Mississippi historian to discuss new book about slavery, his personal history, and conflicting narratives of American and Southern identity

Published 7:20 am Sunday, April 21, 2024

A historian and retired educator, Jim Wiggins knows a few things about slavery in the South, and he knows from growing up in rural Mississippi about the many untruths regarding the history and legacy of race that have proliferated among white Americans.
Based on his research and personal history, Wiggins has written Outliving the White Lie: A Southerner’s Historical, Genealogical, and Personal Journey, which the University Press of Mississippi recently published.
Described as part history and part memoir, Wiggins’s new book tackles the conflicting narratives of American and Southern identity through a blend of public, family, and deeply personal history.
Wiggins will discuss his new book and other topics at the Natchez Historical Society meeting on April 23.

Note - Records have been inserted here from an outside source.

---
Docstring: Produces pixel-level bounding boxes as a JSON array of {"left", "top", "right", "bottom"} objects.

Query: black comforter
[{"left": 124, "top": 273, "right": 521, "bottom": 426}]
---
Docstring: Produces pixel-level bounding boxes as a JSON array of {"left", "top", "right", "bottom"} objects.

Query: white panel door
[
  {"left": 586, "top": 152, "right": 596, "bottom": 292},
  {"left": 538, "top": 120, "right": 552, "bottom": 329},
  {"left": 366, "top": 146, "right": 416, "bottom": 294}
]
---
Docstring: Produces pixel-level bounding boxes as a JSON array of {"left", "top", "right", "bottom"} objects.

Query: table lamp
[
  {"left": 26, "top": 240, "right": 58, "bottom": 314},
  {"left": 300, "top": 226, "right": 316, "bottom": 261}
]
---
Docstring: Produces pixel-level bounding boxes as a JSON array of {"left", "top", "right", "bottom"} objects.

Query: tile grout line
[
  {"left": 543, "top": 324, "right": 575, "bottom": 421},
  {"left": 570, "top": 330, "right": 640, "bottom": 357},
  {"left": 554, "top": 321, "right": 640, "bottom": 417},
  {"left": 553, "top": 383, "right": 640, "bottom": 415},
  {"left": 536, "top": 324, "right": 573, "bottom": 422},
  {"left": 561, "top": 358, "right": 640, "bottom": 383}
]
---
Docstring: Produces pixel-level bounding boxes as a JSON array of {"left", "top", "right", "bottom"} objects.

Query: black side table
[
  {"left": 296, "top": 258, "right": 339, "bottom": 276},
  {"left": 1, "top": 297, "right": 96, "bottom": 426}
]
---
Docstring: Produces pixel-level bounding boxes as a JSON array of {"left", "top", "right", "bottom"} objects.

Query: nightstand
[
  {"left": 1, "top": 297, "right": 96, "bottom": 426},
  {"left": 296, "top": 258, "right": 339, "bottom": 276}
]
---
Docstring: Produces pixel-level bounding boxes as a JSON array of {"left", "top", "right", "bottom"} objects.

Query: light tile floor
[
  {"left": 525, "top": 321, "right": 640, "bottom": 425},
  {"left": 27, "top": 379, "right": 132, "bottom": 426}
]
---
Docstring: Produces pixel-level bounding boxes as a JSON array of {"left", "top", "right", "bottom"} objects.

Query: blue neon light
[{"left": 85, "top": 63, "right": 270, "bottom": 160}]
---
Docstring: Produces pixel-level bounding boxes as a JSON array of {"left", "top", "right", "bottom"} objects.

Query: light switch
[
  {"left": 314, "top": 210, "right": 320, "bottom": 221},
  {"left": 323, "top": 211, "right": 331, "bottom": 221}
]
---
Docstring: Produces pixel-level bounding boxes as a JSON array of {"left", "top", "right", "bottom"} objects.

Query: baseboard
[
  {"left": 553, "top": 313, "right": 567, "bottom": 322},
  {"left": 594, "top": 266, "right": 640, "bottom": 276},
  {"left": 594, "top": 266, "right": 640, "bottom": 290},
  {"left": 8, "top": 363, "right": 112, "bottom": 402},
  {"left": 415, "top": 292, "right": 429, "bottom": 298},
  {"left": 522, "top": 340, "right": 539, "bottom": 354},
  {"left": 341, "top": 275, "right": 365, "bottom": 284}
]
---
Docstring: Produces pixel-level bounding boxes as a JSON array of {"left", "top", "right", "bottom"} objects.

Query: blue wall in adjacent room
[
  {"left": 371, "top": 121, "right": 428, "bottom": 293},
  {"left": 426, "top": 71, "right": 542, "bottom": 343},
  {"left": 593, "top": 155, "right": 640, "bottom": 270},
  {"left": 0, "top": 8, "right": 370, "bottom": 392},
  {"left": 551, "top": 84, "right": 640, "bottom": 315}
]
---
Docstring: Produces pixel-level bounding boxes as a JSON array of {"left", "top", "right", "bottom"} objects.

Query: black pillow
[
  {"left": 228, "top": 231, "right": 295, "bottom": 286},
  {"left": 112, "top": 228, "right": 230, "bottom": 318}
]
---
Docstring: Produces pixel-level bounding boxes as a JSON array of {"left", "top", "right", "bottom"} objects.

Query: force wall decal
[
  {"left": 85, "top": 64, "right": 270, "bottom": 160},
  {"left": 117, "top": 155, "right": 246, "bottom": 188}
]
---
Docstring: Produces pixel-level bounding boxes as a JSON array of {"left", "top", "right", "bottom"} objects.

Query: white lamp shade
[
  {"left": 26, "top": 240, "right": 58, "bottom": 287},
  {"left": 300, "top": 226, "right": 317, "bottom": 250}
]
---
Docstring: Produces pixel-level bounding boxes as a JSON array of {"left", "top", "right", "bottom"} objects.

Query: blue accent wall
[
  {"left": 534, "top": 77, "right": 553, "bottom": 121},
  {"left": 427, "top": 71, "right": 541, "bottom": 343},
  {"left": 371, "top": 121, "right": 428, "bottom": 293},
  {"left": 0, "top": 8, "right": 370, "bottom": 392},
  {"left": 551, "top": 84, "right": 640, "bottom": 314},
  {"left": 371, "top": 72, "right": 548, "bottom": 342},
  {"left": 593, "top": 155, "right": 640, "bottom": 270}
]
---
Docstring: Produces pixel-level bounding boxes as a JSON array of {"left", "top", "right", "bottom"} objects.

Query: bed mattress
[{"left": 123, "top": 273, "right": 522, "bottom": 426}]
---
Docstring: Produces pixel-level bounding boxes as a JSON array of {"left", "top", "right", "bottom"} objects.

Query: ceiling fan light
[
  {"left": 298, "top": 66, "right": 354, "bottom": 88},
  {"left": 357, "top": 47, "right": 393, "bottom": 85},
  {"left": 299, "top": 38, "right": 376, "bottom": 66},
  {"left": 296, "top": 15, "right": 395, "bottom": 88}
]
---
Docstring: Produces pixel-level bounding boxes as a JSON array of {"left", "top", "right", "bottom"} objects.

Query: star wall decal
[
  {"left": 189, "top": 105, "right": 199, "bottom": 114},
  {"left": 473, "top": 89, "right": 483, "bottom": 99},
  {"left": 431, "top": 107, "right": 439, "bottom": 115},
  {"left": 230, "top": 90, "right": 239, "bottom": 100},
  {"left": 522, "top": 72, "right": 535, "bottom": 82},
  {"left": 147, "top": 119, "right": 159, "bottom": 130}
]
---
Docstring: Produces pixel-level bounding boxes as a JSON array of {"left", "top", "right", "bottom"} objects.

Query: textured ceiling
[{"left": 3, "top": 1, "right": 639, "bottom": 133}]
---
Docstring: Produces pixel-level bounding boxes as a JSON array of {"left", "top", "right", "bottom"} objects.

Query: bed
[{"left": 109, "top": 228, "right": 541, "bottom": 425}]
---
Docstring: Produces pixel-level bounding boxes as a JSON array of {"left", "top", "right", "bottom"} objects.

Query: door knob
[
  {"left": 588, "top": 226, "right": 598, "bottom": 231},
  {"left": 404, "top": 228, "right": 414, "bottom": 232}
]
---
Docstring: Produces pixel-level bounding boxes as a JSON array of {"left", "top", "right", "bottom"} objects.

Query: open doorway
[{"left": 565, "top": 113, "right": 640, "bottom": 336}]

The meeting is free to the public and will be held at Historic Natchez Foundation at 108 S. Commerce St. It will begin with a social at 5:30 p.m. and the presentation at 6 p.m.
Wiggins book will be available for purchase at the meeting.
“I am very much looking forward to my talk at the Natchez Historical Society,” said Wiggins. “I certainly want to promote the book, but more, this is a vitally important topic that cries out for more discussion and greater understanding. I hope we can advance those goals on April 23rd.”
Wiggins said his talk will focus on the lies often told about slavery and race in the nation’s history, from colonial times to the present.
Wiggins will discuss the “lies of commission, omission, and willful ignorance,” while acknowledging his own “ancestors’ participation in that process over time, as well as his own,” he said.
The work is praised by David R. Roediger, co-editor of “The Construction of Whiteness: An Interdisciplinary Analysis  of Race Formation and the Meaning of a White Identity.”
“Comprised of poignant, interwoven reflections on family, public history, and personal experience, Outliving the White Lie provides a sweeping history of the costs of slavery and white supremacy to the South and nation,” Roediger wrote.
Wiggins is a retired History instructor at Copiah-Lincoln Community College, a position he held from 1981 to 2016.
He holds a Bachelor of Arts and a Master of Arts in History from Mississippi State University.
Among other things, Wiggins created and taught non-credit Adult Education  courses at Co-Lin on “Slavery in the Antebellum South in Global Perspective,” “Slavery and the Origins of the Civil War,” “Slavery and the Civil War,” and “Reconstruction, Jim Crow and the Civil Rights Movement.”
Additionally, Wiggins lectured for the Roads Scholar Travel Program on Slavery in American History.
When he was not teaching or lecturing, Wiggins wrote and published columns in The Natchez Democrat.
Wiggins is a resident of Natchez. He said he has spoken for the Natchez Historical Society a number of times over the years.
The April 23 program is funded in part by a grant from the Mississippi Humanities Council, through funding by the National Endowment for the Humanities.